Um dos trunfos da escrita de Bressane é frustrar, de propósito, a expectativa do


leitor típico das histórias detetivescas, ao passo em que seu desenvolvimento
desconstrói as regras tradicionais do gênero embora, a princípio, dê a entender que irá
segui-las. A força da escrita de Bressane não está apenas na desenvoltura de suas vozes
e referências, mas em lembranças que, intercaladas, misturam-se com a ação presente de
modo natural, em uma velocidade que mistura tudo sem confundir nada: sexo, paisagens
oníricas, leões-marinhos, e mais uma plêiade de personagens de uma realidade que
surge sempre com ares de mistério, dando a impressão de que seu entendimento
depende do esclarecimento da última página.

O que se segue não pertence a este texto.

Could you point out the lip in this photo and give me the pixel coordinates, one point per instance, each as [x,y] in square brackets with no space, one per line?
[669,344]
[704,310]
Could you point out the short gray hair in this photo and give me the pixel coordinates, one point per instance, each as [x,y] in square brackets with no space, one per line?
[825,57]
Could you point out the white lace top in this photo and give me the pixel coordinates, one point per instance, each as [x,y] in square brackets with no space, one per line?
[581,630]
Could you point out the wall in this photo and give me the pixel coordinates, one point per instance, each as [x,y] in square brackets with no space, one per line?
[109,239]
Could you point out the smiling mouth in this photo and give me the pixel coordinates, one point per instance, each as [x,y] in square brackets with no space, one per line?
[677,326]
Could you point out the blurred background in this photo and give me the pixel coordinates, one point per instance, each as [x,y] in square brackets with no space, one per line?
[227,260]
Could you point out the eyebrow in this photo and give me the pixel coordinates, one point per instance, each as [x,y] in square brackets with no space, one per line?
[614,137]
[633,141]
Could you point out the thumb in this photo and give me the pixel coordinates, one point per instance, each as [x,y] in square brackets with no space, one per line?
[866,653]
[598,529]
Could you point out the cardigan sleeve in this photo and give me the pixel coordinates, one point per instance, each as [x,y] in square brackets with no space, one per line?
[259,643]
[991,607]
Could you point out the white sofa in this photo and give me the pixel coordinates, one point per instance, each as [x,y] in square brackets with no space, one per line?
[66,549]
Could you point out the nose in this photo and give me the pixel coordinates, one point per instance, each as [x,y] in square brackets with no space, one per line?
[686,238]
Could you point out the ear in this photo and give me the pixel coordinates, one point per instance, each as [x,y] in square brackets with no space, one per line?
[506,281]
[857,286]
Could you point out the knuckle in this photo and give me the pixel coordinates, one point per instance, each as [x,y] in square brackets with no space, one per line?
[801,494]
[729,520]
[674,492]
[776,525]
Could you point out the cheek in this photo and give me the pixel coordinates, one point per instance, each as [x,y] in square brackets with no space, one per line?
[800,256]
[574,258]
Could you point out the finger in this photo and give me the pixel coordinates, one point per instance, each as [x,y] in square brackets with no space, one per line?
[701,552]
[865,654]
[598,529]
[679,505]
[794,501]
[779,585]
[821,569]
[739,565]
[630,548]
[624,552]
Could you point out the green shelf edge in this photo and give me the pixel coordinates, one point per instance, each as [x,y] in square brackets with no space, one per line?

Esse esclarecimento chega inacabado (como tem que ser) e revela um continente
marcado por desigualdades sociais e regimes de exceção, onde seus heróis (e anti-
heróis) só encontram a salvação mediante o sexo, a fuga e as drogas, ainda que toda
tentativa de escapar descambe para o mesmo ponto. A chegada à “idílica” cidade de
Paraty encerra o “road book” (definido assim pelo próprio autor) e revela um paraíso
com surto de dengue e dominado por traficantes, para além dos cliques dos turistas e
dos outdoors das sofisticadas feiras literárias.

Em “Escalpo, a violência é o vetor de tudo. O próprio título do livro aponta para


um doloroso procedimento de tortura que acontecia nos centros de detenção dos anos de
chumbo. Bressane consegue, a partir da tentativa de reconstrução de duas histórias (a de
Miguel Ángel Flores e a da própria América Latina assolada pelos generais), entender
nosso passado a partir de um presente esvaziado de sentido.